Alle volte capita anche a noi di ricevere in studio dei clienti che scoprono solo dopo molto tempo di aver ricevuto qualcosa di importante tramite raccomandata o tramite una PEC che non avevano aperto.
Ad esempio, c'è chi non si preoccupa di andare in posta a ritirare le raccomandate salvo poi scoprire che si trattava di cartelle inviate dall'Agenzia delle Entrate.

C'è chi non si preoccupa di leggere gli allegati di una PEC perché non riesce ad aprirli in quanto l'allegato è un formato particolare, che richiede una procedura specifica per la sua apertura, salvo poi scoprire che era stato avviato un giudizio nei propri confronti come risultava dall'allegato non aperto. 

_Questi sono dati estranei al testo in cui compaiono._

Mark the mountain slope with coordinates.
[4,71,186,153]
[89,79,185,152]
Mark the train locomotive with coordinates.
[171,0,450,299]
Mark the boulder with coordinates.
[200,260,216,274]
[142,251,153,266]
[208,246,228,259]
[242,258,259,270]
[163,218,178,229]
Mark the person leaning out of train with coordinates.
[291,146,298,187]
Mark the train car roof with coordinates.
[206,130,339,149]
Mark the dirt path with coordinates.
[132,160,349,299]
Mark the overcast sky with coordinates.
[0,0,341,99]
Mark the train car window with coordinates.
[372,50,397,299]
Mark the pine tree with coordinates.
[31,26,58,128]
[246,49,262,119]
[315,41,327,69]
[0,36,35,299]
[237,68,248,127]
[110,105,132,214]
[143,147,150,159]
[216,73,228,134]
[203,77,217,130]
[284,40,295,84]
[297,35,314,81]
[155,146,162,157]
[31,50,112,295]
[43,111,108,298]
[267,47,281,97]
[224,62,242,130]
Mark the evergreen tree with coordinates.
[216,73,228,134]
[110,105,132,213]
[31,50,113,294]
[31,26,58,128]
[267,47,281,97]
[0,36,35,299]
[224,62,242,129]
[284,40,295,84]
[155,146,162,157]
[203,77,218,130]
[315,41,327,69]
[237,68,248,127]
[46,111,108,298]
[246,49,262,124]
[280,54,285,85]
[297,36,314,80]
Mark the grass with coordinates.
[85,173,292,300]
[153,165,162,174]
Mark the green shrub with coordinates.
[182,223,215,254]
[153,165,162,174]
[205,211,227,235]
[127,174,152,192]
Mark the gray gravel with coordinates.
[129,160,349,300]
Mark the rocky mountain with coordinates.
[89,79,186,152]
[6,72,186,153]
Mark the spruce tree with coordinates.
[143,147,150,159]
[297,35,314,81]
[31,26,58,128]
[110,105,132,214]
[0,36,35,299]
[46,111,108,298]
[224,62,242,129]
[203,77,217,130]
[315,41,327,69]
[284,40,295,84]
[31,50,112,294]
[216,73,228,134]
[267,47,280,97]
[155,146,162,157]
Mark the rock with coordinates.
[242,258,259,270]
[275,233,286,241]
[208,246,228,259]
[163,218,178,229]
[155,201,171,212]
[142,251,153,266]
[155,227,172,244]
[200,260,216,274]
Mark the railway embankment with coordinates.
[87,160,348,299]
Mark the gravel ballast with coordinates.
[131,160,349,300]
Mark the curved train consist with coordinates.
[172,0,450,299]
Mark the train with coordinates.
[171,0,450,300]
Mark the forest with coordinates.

C'è chi pensa di non doversi occupare della propria PEC solo perché ha condiviso con il commercialista il proprio indirizzo salvo poi scoprire che il commercialista non ha le credenziali per accedere alla PEC.

Se hai dubbi, rivolgiti a un avvocato e non perdere troppo tempo perché non controllare la PEC, così come non ritirare la posta non impedisce - ad esempio - di essere condannati a pagare una multa o di essere chiamati in tribunale, persino in un procedimento penale.